Veiller aux mises à jour
Responsable Benelux et France pour Webfleet solutions (groupe Bridgestone), Annick Renoux se montre effectivement rassurante : « Pour nous, cela ne change pas grand-chose. Nous avons fait des tests avec nos clients et avec Stoneridge pour s’assurer de la compatibilité et nous n’avons repéré aucun problème ». Les seuls changements que Webfleet a dû prendre en compte sont l’ajout des données de mouvements du véhicule issues de l’accéléromètre et la nécessité de créer un nouvel espace pour les informations de chargement-déchargement. Il a aussi fallu augmenter la capacité de stockage puisque le règlement européen fait passer celle-ci à 56 jours. « Mais nous le faisions déjà à la demande de certains clients », signale Annick Renoux. François Denis, dirigeant de Geotab, distributeur de boitiers de téléchargement, assure, lui aussi, que les mises à jour sont régulières. Tout juste entrevoit-il la nécessité « d’avoir suffisamment de bande passante pour télécharger » du fait d’une plus grande quantité d’informations à remonter.
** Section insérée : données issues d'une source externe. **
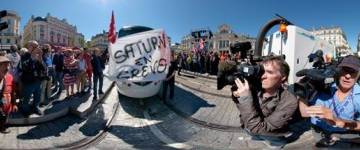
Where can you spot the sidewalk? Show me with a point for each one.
(79, 105)
(198, 100)
(69, 131)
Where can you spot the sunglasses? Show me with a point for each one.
(347, 70)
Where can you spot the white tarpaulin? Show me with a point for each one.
(143, 56)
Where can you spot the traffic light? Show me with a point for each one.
(3, 25)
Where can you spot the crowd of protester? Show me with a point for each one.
(36, 74)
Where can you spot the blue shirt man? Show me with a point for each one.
(348, 109)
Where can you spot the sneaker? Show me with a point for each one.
(5, 130)
(39, 112)
(325, 142)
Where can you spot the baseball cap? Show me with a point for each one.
(352, 62)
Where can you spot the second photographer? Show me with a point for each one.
(266, 114)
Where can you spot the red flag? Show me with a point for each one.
(201, 43)
(112, 32)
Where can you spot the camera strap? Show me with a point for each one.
(343, 107)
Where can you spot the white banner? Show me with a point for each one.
(143, 56)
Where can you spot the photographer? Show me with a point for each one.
(335, 115)
(266, 114)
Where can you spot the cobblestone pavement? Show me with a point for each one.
(139, 124)
(62, 133)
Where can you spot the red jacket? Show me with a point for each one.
(8, 90)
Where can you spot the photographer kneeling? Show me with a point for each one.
(267, 114)
(335, 115)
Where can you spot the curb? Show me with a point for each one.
(200, 90)
(61, 113)
(204, 123)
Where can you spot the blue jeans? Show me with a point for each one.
(59, 76)
(96, 79)
(28, 90)
(273, 140)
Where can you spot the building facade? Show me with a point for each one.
(51, 30)
(220, 41)
(335, 36)
(79, 40)
(11, 35)
(358, 45)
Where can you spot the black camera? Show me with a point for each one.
(319, 78)
(246, 68)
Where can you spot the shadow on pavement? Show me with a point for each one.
(94, 123)
(186, 102)
(50, 129)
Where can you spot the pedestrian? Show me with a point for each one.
(8, 102)
(98, 76)
(336, 115)
(70, 70)
(58, 62)
(81, 77)
(170, 79)
(47, 82)
(32, 71)
(89, 70)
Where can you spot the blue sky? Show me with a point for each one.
(178, 17)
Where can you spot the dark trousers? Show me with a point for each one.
(96, 79)
(273, 140)
(28, 90)
(171, 84)
(347, 136)
(59, 76)
(3, 119)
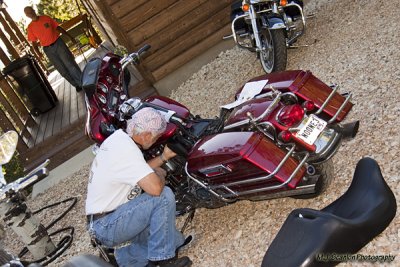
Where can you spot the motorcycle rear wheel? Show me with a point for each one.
(326, 172)
(274, 54)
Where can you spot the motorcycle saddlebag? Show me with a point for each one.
(224, 159)
(306, 87)
(90, 76)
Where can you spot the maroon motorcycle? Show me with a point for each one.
(276, 138)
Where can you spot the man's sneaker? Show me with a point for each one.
(174, 262)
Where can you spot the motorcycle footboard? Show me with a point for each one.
(90, 75)
(248, 163)
(328, 101)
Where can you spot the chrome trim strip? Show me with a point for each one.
(207, 187)
(272, 174)
(270, 187)
(267, 111)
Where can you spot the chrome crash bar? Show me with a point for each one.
(267, 111)
(329, 98)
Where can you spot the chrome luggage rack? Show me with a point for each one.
(232, 195)
(247, 15)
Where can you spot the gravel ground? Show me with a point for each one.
(355, 44)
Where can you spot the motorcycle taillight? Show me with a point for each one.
(291, 115)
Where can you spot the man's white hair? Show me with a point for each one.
(146, 120)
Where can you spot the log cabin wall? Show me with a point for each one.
(177, 30)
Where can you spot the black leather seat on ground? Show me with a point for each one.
(320, 238)
(87, 261)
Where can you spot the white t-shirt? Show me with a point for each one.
(116, 169)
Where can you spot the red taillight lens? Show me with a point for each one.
(285, 136)
(309, 105)
(291, 115)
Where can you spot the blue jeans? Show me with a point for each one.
(64, 62)
(147, 223)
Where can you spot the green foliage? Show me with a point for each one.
(13, 169)
(60, 10)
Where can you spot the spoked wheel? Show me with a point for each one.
(326, 172)
(273, 56)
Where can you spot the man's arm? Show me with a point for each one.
(160, 160)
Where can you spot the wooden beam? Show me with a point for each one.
(6, 125)
(16, 102)
(144, 12)
(14, 117)
(141, 87)
(22, 38)
(121, 35)
(13, 37)
(4, 57)
(191, 53)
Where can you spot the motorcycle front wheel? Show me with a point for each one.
(327, 173)
(273, 56)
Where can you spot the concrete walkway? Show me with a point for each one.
(63, 171)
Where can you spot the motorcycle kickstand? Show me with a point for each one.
(188, 220)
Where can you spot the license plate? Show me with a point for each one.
(312, 127)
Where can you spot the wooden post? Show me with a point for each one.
(21, 37)
(9, 45)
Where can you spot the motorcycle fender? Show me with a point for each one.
(276, 23)
(235, 156)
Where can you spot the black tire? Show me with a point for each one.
(274, 55)
(326, 172)
(35, 112)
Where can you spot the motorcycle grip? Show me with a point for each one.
(178, 148)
Et les utilisateurs, sont-ils au fait de ces changements ? « Nous avons très rarement de questions d’adhérents sur les tachygraphes », observe Erwan Célérier, directeur des affaires techniques de la FNTR. Cependant, l’organisation s’applique à participer à une bonne application d’un paquet Mobilité qu’elle avait appelé de ses vœux. « Ses obligations vont dans le bon sens, estime-t-il. La nécessité d’une concurrence loyale et de contrôles accrus des conducteurs ont été défendus depuis 2015 par la fédération ». Une commission technique de la FNTR a convié un représentant de Continental, dès novembre 2021, à l’occasion de Solutrans, afin d’avoir ses explications sur les nouvelles fonctionnalités. De son côté, Isabelle Maître, déléguée permanente de la FNTR à Bruxelles, a suivi l’élaboration du règlement et la mise en place du calendrier. « Aujourd’hui, il va nous falloir faire des rappels des échéances, estime Erwan Célérier. C’est le plus important ».
Les échéances règlementaires
Depuis le 21 août 2023 : tout véhicule de 3,5 t nouvellement immatriculé de cette année doit être équipé d’un tachygraphe intelligent de version 2.
31 décembre 2024 : les tachygraphes analogiques et 1B devront être rétrofités.
31 août 2025 : les modèles intelligents de version 1 devront avoir été remplacés par la V2.
2026 : Les véhicules de plus 2,5 t circulant à l’international devront aussi en être équipés.